NECS conference thoughts

This prior weekend, I attended for the first time the NECS conference (Network for European Cinema and Media Scholars). It was an enjoyable and productive time, and I would certainly recommend the conference for any film scholar, European or not. (Next year’s NECS will be in Lodz, Poland.) There was in fact a good contingent or US- and Canada-based scholars.

I find it valuable to hear how scholars in other national contexts approach their object of study. And one mission of professional organizations like SCMS should be to continually develop bridges to those working outside their national boundaries. Based on my limited sampling of papers, the difference, with some exceptions, is less a separate set of theories and approaches than different emphases.

What SCMS could learn from NECS

- Beginning, Middle, and Ends. It’s partly a matter of size, but SCMS has given up on the idea that there’s any structure to the conference experience and instead has embraced the expectation that attendees will come for a couple of days out of the five. I think a lot gets lost in this change.

- National cinema study still matters. I saw a number of good NECS papers dealing with both historical and contemporary film and film cultures in specific European national contexts. SCMS has gotten much better lately at including panels on non-US cinema. But I think the orientation of the US film scholar is to problematize and question national identity as a construct, to the point of favoring transnationalism over national cinema as a research agenda. Which, arguably, is a luxury one can have if one's national cinema is a global hegemon.

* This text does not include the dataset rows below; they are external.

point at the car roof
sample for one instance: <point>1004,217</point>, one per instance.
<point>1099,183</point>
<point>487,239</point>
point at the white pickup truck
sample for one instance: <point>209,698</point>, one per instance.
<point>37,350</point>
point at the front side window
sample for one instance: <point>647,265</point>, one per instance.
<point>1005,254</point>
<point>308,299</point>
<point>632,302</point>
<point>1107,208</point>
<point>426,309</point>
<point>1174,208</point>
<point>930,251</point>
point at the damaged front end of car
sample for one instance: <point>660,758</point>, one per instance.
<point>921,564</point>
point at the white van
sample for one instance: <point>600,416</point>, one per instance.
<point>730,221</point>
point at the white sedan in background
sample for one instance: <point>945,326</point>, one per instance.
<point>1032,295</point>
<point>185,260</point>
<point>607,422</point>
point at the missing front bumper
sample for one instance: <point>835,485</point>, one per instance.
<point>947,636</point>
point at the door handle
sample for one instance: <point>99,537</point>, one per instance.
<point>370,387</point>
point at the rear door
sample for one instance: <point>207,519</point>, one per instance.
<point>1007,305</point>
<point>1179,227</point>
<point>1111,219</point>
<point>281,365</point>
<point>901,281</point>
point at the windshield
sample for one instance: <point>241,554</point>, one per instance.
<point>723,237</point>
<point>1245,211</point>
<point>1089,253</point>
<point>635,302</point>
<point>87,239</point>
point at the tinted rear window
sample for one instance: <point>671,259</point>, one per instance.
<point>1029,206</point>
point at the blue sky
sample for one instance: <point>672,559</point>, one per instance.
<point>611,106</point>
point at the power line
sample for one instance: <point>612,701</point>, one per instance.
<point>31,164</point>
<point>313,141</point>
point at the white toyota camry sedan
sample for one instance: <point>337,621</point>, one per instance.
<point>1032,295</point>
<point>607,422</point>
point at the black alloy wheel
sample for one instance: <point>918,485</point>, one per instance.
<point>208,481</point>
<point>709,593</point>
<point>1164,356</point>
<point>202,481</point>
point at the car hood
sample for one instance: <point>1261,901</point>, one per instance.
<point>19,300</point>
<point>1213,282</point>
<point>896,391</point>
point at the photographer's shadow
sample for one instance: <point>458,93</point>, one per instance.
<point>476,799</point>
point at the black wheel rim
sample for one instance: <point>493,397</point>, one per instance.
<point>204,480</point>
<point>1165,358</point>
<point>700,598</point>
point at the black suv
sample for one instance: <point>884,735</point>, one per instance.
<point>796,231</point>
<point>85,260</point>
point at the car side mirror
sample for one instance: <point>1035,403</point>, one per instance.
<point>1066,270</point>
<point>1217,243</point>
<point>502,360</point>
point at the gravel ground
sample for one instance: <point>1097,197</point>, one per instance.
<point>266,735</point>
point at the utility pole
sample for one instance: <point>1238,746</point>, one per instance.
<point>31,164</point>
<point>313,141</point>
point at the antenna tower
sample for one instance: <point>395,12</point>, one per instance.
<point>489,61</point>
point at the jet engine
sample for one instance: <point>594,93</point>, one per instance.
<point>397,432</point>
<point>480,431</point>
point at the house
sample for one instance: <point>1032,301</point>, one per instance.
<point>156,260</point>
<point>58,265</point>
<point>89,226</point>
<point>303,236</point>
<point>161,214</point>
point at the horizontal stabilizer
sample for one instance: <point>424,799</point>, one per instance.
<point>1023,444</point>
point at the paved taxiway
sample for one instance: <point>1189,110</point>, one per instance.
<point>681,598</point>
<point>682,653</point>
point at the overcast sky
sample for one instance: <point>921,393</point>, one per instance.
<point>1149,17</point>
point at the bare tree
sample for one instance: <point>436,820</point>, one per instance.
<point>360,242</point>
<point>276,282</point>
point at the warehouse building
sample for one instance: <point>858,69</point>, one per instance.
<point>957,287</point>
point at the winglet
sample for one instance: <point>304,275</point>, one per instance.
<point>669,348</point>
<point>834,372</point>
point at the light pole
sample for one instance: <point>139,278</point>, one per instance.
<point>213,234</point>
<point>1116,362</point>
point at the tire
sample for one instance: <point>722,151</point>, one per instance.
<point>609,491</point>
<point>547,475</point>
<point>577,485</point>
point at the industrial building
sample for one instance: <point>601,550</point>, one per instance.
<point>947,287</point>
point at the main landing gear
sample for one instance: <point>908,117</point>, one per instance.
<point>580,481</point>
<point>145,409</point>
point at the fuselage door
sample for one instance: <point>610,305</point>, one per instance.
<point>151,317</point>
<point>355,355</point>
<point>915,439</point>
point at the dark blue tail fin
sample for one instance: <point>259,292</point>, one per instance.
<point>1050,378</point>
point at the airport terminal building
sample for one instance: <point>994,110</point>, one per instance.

- Embrace the grassroots. SCMS has been experimenting with SIGs, which along with caucuses are taking on a bigger role. But in NECS I understand that the workgroups have a niche in the programming, and there's a real sense of vitality with them.

What NECS could learn from SMCS

- Expand global view. If the value for me was NECS's European focus, it struck me that papers on African, Latin American, and even Asian cinema were fewer than in other conferences I've been to.

-  Discourage panels of presenters all from one institution or from an ongoing research project. SCMS can be clique-y but its policy does encourage new configurations of scholars across institutions.

-  Better publisher’s area. I don’t know if this was a fluke, but the publisher’s area felt marginalized here. However, there is a real value to having attendees milling about the publisher exhibit, browsing new books, and talking to editors.

Themes

In her keynote, Janet Wasko praised how many papers took the theme Creative Industries to heart. I had the opposite impression, since a lot of times the "creative" felt tacked on or perfunctory. Which is fine, really. I just think bigger conferences should consider limiting thematic unity to the keynotes and not prioritize papers with the theme in the title. Themes work better when they emerge from specific critical agendas rather than serve as general rubrics.

Comments

godard said…
OMG. i haven't been at a SCMS since 2006, rejected year by year. on the other hand, i presented at the NECS conference in milano last week. SCMS, learn your lesson!
Chris Cagle said…
Over the last couple of weeks I've heard a lot of complaints about SCMS (and also some admiration, too).

I guess the problem is there's no easy fix for SCMS. On the one hand, the high rejection rate means that members are perpetually disappointed and that certain areas of inquiry get underrepresented. On the other hand, the conference is already long, expensive, and way too packed in its schedule. Trying to fix one is going to make the other worse.